Upgrading k8s cluster to 1.13.6

2019-06-22

Since I last posted, I’ve been focusing almost all of my “fun coding” time on contributing to the Kubernetes code base. You can see my contributions on my Github. I’ve been particularly focusing on the components of the code base owned by sig/node. It’s been rewarding and a great learning experience… but it does mean I haven’t been focusing on adding features to my personal Kubernetes cluster. And since that’s what I mainly blogged about, it also means I’ve been blogging less. While I hope to blog more about my k8s contributions in the future, I currently feel I should be 100% focused on writing and reviewing code.

However, while I’m not actively developing on my Kubernetes cluster, I still need to ensure I’m using a supported version without any known security issues. In this blog post, I outlined my schedule for upgrading my cluster and also promised to blog about the process. So I’m back posting :)

via GIPHY

In this blog post, I’ll talk about my experience upgrading my Kubernetes cluster from 1.12.7 to 1.13.6.

Upgrade schedule

In the aforementioned previous blog post, we outlined our cluster upgrade policy as the following:

If there is a patch release to address a security vulnerability, we will apply it immediately… Otherwise, we will check at the start of each month for if there is a new patch release for our minor version, and will apply it if so. On a quarterly cadence, we will check if there is a new minor version release, and update if necessary to ensure we are using one of the three latest minor versions.

Currently, our cluster is running 1.12.7. Recently, k8s announced CVE-2019-11246, which impacts all 1.12.x clusters below 1.12.9. So we need to upgrade to at least 1.12.9.

However, with release of of k8s 1.15 this week, 1.12 is moving out of support window (i.e. 1.12.10 will be the last patch release). As a result, we decided to upgrade to 1.13.x. We need to upgrade to 1.13.6 to get the fix for the previously mentioned CVE.

As a reminder, because we use kops to manage our cluster, Kops support for different minor versions dictates which minor versions we can use. Kops 1.13 is in beta, and I feel comfortable using it to deploy our cluster. However, Kops 1.14 is still in alpha, so I’m not yet comfortable using it, and thus we’re blocked from upgrading all the way to 1.14.x. So 1.13.6 it is!

Upgrade experience

Overall, the upgrade experience was smooth! At this point, the 1.13.x release has been out for a long time and is pretty stable. Furthermore, the new functionality added in 1.13 does not have a substantial impact on the applications running on our cluster nor on the way we manage our cluster.
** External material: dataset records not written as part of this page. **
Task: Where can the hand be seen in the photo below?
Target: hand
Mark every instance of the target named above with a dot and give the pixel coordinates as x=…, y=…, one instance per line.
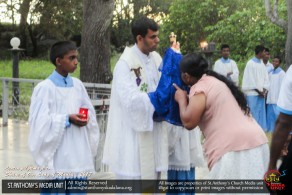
x=176, y=46
x=180, y=95
x=229, y=73
x=76, y=119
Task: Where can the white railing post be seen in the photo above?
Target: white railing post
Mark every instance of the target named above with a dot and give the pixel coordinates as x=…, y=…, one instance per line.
x=5, y=103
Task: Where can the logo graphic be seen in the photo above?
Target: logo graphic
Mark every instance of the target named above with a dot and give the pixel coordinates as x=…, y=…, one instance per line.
x=272, y=179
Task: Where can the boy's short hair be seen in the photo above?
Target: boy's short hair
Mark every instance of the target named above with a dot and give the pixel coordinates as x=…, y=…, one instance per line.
x=267, y=50
x=258, y=49
x=279, y=58
x=141, y=26
x=61, y=48
x=223, y=46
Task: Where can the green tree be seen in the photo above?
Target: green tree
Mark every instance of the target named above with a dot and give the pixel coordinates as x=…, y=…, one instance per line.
x=245, y=28
x=188, y=19
x=95, y=44
x=285, y=24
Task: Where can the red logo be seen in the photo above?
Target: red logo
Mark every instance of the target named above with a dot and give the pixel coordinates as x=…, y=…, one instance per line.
x=272, y=179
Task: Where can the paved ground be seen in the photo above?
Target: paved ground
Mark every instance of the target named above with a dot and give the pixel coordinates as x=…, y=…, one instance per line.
x=14, y=152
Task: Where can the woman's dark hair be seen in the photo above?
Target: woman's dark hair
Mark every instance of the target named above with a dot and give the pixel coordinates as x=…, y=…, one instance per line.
x=195, y=65
x=141, y=26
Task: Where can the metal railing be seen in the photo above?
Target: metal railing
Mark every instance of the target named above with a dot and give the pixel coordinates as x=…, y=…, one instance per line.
x=15, y=102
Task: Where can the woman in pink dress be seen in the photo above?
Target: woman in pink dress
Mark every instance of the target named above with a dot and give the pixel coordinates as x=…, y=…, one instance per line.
x=235, y=145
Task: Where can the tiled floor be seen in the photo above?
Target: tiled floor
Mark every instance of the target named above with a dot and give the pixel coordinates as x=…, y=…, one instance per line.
x=14, y=153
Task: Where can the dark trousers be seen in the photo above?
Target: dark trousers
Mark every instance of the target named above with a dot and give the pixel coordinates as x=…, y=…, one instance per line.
x=287, y=167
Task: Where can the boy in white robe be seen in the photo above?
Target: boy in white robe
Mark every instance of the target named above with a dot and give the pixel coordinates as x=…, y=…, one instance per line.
x=60, y=138
x=276, y=76
x=266, y=62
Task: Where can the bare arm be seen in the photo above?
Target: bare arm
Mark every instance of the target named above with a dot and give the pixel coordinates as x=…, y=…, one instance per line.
x=190, y=112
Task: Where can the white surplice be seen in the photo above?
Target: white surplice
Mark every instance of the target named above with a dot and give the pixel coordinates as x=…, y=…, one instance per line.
x=52, y=144
x=255, y=76
x=131, y=115
x=223, y=66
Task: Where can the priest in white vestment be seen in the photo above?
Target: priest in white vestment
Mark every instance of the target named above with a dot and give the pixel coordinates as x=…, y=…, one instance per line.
x=255, y=84
x=135, y=145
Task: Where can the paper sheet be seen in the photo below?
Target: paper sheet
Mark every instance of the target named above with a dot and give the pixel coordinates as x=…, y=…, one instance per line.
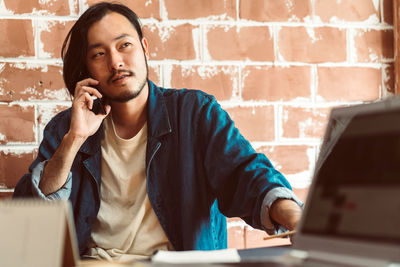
x=197, y=256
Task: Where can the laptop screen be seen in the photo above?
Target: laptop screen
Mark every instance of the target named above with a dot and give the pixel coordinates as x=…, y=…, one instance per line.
x=357, y=184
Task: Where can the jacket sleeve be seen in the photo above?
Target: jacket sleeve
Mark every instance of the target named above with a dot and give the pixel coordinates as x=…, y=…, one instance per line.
x=52, y=136
x=239, y=177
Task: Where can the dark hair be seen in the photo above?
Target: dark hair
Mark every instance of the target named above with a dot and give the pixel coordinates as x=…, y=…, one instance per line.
x=74, y=49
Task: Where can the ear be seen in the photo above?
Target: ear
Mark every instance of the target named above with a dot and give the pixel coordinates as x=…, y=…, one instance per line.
x=145, y=46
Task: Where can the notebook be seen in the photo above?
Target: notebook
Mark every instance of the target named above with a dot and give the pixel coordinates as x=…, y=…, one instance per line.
x=352, y=213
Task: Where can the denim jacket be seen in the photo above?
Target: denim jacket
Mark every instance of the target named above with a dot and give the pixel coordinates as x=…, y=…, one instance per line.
x=199, y=169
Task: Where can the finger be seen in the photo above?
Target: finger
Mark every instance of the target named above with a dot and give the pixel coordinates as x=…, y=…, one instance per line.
x=91, y=91
x=88, y=100
x=85, y=82
x=102, y=116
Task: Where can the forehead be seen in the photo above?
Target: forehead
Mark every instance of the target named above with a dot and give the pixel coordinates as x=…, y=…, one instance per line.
x=111, y=26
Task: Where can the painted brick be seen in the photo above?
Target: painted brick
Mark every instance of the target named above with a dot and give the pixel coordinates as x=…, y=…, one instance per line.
x=192, y=9
x=49, y=7
x=349, y=83
x=5, y=195
x=289, y=159
x=17, y=38
x=154, y=74
x=143, y=8
x=300, y=122
x=388, y=11
x=312, y=44
x=276, y=83
x=373, y=45
x=39, y=82
x=240, y=43
x=13, y=166
x=171, y=42
x=220, y=81
x=347, y=10
x=255, y=123
x=17, y=123
x=275, y=10
x=52, y=35
x=388, y=78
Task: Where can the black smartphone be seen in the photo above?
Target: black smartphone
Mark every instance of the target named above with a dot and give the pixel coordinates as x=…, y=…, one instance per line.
x=99, y=106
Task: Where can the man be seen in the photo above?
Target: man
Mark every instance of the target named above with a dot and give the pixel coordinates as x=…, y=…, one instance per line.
x=158, y=166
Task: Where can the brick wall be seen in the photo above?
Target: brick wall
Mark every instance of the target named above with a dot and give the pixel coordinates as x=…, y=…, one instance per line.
x=277, y=66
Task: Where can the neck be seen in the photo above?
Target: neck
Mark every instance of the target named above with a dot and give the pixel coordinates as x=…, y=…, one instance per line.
x=130, y=117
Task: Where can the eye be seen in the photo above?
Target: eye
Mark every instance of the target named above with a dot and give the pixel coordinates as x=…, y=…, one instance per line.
x=96, y=55
x=126, y=44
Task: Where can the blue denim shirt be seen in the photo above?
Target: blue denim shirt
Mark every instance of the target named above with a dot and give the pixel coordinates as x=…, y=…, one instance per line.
x=199, y=169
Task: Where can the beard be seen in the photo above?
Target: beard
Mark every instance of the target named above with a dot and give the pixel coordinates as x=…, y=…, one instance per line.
x=129, y=95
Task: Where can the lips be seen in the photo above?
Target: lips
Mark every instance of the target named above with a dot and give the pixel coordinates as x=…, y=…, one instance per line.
x=119, y=77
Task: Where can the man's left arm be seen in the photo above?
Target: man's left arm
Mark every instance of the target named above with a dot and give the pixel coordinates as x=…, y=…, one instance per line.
x=281, y=210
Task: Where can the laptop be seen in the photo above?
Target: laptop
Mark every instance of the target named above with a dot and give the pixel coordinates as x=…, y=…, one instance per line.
x=37, y=233
x=352, y=212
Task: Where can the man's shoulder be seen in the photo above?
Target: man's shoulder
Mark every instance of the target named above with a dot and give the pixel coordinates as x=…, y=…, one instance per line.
x=185, y=94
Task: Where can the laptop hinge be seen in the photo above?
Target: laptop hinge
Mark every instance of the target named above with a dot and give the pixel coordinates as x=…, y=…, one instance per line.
x=326, y=258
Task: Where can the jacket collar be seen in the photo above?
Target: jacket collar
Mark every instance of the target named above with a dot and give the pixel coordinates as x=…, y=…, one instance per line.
x=158, y=123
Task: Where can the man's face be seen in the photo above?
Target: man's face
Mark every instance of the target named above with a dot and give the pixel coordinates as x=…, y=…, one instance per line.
x=117, y=58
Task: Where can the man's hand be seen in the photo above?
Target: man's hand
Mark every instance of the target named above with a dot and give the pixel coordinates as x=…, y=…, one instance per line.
x=286, y=212
x=84, y=122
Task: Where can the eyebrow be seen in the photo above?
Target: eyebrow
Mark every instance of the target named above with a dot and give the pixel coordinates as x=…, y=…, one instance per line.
x=90, y=47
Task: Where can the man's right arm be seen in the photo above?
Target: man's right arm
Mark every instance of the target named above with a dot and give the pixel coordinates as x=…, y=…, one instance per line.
x=57, y=169
x=51, y=172
x=84, y=123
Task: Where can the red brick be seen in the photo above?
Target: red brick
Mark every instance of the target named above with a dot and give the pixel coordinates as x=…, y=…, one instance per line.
x=192, y=9
x=240, y=43
x=17, y=124
x=13, y=166
x=349, y=83
x=39, y=82
x=255, y=123
x=289, y=159
x=220, y=81
x=17, y=38
x=373, y=45
x=300, y=122
x=273, y=10
x=388, y=11
x=312, y=44
x=144, y=9
x=53, y=7
x=52, y=35
x=276, y=83
x=235, y=237
x=171, y=42
x=5, y=195
x=154, y=74
x=346, y=10
x=388, y=78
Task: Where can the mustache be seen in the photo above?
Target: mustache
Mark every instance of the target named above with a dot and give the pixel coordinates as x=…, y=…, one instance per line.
x=121, y=71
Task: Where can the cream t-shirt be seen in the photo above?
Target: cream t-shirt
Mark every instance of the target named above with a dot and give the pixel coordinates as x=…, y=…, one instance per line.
x=126, y=227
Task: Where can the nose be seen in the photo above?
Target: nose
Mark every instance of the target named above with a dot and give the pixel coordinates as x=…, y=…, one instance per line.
x=115, y=60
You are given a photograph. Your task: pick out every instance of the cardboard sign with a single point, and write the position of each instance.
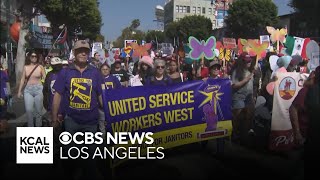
(229, 43)
(128, 43)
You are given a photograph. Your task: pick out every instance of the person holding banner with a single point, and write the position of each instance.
(160, 77)
(80, 85)
(120, 73)
(145, 66)
(174, 73)
(242, 96)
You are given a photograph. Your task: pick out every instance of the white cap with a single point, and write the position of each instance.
(55, 61)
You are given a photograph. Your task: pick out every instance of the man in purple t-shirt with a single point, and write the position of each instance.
(80, 85)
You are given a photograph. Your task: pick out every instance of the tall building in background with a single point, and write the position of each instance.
(215, 10)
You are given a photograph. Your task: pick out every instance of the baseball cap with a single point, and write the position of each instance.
(81, 44)
(55, 61)
(214, 63)
(65, 62)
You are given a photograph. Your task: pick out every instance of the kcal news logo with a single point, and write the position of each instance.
(34, 145)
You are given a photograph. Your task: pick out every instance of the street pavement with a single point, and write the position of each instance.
(191, 161)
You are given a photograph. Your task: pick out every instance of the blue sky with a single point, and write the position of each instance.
(118, 14)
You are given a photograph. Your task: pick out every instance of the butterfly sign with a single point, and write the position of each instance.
(258, 49)
(140, 50)
(202, 49)
(243, 46)
(276, 35)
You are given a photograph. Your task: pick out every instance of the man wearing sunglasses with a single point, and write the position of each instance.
(79, 86)
(160, 76)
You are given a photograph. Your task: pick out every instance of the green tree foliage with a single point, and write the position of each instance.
(130, 33)
(73, 13)
(135, 24)
(249, 18)
(307, 12)
(155, 36)
(99, 38)
(195, 25)
(171, 30)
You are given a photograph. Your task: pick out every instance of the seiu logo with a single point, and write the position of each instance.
(32, 145)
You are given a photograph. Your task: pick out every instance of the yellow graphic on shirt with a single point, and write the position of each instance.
(109, 85)
(80, 93)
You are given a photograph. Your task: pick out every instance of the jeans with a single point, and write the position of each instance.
(33, 101)
(88, 166)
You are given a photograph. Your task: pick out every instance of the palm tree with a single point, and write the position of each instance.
(135, 24)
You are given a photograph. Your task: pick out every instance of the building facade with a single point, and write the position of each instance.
(214, 10)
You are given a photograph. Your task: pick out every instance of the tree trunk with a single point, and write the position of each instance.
(21, 54)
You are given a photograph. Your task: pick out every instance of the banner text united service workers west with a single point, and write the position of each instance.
(179, 114)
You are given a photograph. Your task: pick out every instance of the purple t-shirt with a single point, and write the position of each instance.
(4, 79)
(112, 82)
(166, 80)
(81, 91)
In the past when we ran kops rolling-upgrade, we’ve had issues with stale DNS records causing workers to try and contact the old master instead of the new master. To address these issues, we doubled both the timeouts we wait after terminating a machine and the amount of time we allow kops to attempt verification. This migration did not experience DNS staleness issues, although we can’t be positive it was because of the increased timeouts and not a kops bugfix.

Overall, a smooth migration!

via GIPHY

Future plans

While I don’t have any concrete plans, I’m thinking about no longer using Kops to deploy my cluster, and instead using Kubeadm and Packer/Terraform to build/deploy machines. My work with sig/node has lead to the desire for less abstractions between the k8s cluster and myself. Also, if I was using kubeadm, I’d be able to use newer versions of k8s, without needing to wait for the accompanying kops release, which typically lags a minor version or two behind. Like I said, I have no concrete plans, but I’m thinking about it. If I do decide to make this change, I will certainly blog about it :)